Vaccinations, physical fitness tests, weight and body fat measurements  – with everything the military mandates for service members to help ensure force readiness, it's easy to forget that these health and wellness requirements also benefit service members as individuals. Men, especially, may take the attitude of not doing anything beyond checking the boxes. According to the Centers for Disease Control and Prevention's annual National Health Interview Survey, men ages 18 to 65 are more likely than women to use tobacco products and drink alcohol to excess. We're also less likely than women to seek advice from health care professionals.  

I'll admit I haven't always been as focused as I could be on health and wellness. In the past few months, though, I've been paying closer attention. Maintaining a healthy lifestyle is integral to achieving my career goals. 

I enlisted in the Navy in my mid-20s and was assigned to surgical technician training and then training to become a urology technician. My experiences have led to the desire to become an officer in the Navy Medical Corps. I'm doing everything I can to get ready to apply to the Enlisted to Medical Degree Preparatory Program, or EMDP2.

Once I started digging into the program and seeing what the requirements were, it reminded me of what it means to be a sailor, and that I can't let physical fitness fall to the wayside. The program actually considers the physical fitness of candidates as part of the application process. 

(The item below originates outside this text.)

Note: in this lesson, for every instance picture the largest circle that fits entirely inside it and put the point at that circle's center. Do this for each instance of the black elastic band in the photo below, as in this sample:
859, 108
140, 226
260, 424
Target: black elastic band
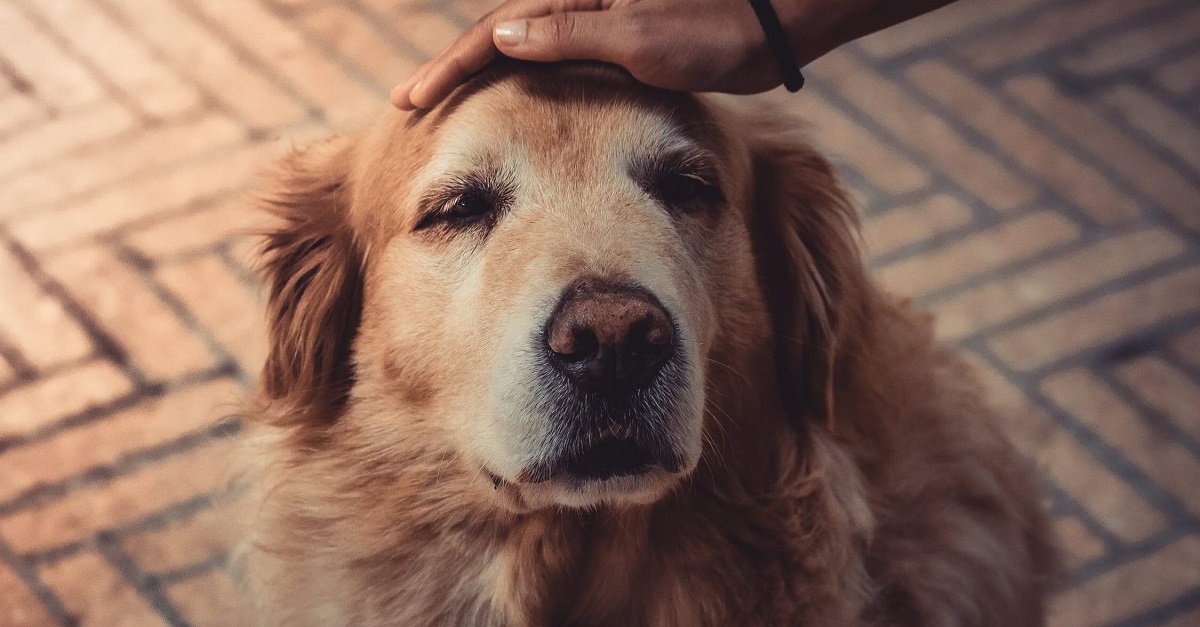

I also need a bachelor's degree to apply. For six months, I commuted three times a week from Oceanside to San Diego to attend classes at National University.  Each commute meant sitting in traffic in my car for about two hours, and sitting in class for four and a half hours. Instead of making excuses about why I couldn't schedule a workout at the gym, I made a concerted effort to squeeze in exercise whenever and where ever I could. During breaks, for example, I'd find a quiet corner somewhere in the building and do pushups or squats. This is where I adopted the philosophy of, “If you think about working out, then do it right there and then.” 

My wife is a great cook who prepares healthful meals in large batches. So there's always something good for me to grab instead of fast food or vending machine snacks. But at some point, I realized I was eating right, but I was still eating too much. So I scheduled an appointment with a nutritionist. It was really eye-opening to see the size of daily recommended allotments for proteins, fruits and vegetables.  I've looked into other resources the military offers for nutrition and fitness.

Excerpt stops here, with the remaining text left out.